"Ümitvar olunuz, şu istikbal inkılâbı içinde en yüksek gür sada İslâm'ın sadası olacaktır."

Piyasalar

“Bediüzzaman Dede” diye peşinden koşardık

Misbah ERATİLLA
02 Ekim 2020, Cuma
Babam Süleyman Kartal, çok musîbetlerden geçmişti ve meşakkatli bir hayatı olmuştu.

On yıl cephede savaşmış ve son olarak Yunanlılarla savaşa da katılmıştı. Savaş bittiğinde komutanı olan binbaşı “Gitme burada kal. Bak, Rumlar evlerini, eşyalarını terk edip gitmişler.
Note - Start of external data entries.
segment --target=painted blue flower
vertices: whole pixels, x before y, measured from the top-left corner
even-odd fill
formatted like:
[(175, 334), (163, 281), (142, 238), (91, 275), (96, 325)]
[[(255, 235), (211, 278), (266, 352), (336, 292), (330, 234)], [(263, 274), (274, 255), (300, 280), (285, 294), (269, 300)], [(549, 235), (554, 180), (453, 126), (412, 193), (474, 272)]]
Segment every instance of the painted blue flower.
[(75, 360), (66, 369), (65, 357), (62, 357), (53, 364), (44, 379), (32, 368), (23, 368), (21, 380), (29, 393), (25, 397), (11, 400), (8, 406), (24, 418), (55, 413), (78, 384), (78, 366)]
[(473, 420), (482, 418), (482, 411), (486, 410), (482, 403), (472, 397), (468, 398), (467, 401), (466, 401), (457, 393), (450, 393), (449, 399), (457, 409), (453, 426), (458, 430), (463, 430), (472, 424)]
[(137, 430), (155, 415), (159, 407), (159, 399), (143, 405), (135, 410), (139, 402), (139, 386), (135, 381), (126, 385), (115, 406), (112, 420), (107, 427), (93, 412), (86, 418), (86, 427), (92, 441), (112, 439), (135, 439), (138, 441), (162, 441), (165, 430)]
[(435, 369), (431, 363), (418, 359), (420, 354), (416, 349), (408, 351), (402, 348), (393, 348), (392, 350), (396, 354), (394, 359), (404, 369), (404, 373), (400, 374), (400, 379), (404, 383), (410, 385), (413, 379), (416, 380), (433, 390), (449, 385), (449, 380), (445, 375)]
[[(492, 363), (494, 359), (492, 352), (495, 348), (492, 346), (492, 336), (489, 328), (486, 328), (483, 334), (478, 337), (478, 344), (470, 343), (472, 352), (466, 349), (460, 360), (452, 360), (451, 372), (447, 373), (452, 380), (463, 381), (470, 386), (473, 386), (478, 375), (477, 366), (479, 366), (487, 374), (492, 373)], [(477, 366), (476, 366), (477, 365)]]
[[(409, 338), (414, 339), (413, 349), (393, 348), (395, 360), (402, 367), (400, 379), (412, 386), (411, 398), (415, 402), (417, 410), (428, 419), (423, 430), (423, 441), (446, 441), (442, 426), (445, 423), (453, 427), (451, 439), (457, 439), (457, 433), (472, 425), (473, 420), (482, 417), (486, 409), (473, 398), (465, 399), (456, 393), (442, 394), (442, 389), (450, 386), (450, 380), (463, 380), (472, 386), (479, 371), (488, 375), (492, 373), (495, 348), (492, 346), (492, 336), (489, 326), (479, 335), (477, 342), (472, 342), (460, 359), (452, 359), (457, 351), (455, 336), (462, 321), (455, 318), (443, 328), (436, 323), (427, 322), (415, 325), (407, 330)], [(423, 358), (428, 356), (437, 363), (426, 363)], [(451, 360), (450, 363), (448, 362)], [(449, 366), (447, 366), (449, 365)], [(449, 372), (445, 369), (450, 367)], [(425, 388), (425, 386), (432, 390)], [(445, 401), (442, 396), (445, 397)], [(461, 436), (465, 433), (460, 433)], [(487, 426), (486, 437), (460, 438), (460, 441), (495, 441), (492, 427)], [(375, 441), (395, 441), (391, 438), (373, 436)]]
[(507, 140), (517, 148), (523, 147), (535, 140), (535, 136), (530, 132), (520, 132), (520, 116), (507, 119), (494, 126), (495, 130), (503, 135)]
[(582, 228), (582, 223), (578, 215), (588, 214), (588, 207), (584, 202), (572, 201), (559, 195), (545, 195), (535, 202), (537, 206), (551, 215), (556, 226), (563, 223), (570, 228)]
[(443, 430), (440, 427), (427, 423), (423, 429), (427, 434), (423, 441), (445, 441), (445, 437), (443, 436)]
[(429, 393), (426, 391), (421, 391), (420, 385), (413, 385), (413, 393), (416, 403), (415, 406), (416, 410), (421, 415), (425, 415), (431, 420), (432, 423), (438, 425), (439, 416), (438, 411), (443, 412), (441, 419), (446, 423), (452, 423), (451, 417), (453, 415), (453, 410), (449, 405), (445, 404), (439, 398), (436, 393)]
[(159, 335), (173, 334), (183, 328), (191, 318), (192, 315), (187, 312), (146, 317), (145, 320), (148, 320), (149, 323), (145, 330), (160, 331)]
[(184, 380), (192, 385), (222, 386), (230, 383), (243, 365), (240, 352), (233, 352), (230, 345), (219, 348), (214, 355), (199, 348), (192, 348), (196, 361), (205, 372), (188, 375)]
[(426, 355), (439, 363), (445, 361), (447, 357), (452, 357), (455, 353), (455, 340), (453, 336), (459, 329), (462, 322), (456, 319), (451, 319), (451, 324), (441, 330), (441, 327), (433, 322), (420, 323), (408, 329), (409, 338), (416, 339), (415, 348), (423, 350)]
Bunların bıraktıkları tabiî ki sizlerin hakkıdır.” demiş ona. Babam “Vatanı düşmandan kurtardık önemli olan budur memleketime annemin babamın yanına gideceğim. Başkasının malına mülküne el sürmem.” diyerek bunu elinin tersiyle itmişti. Binbaşı babamı çok sevdiğinden ısrar ederek “Tamam memleketine git ananı babanı gör; sonra geri dön mal mülkleri üzerine geçireyim.” demiş. Babam “Dünya malı dünyada kalır.” diyerek hiçbir şey almayarak memleketine dönmüş. Annem babamla ilgili hatıraları anlatırken ben de çocuk aklımla anneme “Azıcık alıverseydi babam ne olurdu sanki!” diye söylerdim. Babamın o zaman ne kadar doğru yaptığını yıllar sonra anladım. Minnetsiz bir hayatı başı dik yaşadığı için onunla hep gurur duydum.

Babam annemle evlenmeden önce iki evlilik yapmış. İlk eşi hastalanır ve Afyon hastanesine yatırılır. Ertesi gün ziyaretine gittiğinde eşinin öldüğünü ve defnedildiğini söylerler. Eşinin kalan giysilerini bir torba içinde ona teslim ettiklerinde savaşta almadığı yaraları o gün hastanede almış. Çocuklarıyla tek başına ortada kalır. Bir müddet sonra tekrar evlenir. İkinci eşi de kısa bir süre sonra vefat edince son evliliğini annem Sıdıka ile yapar. Babam Bolvadin’de işsiz kalınca Emirdağ’a iş aramaya gider ve arkadaşlarıyla “Bediüzzaman Hazretleri’ni de ziyarete gidelim.” derler. Babamı ilk defa gören Bediüzzaman Hazretleri ona “Senin işin hazır, senin işin hazır!” dedikten kısa bir süre sonra bir handa iş bulur ve hanın karşısında da bir ev tutar.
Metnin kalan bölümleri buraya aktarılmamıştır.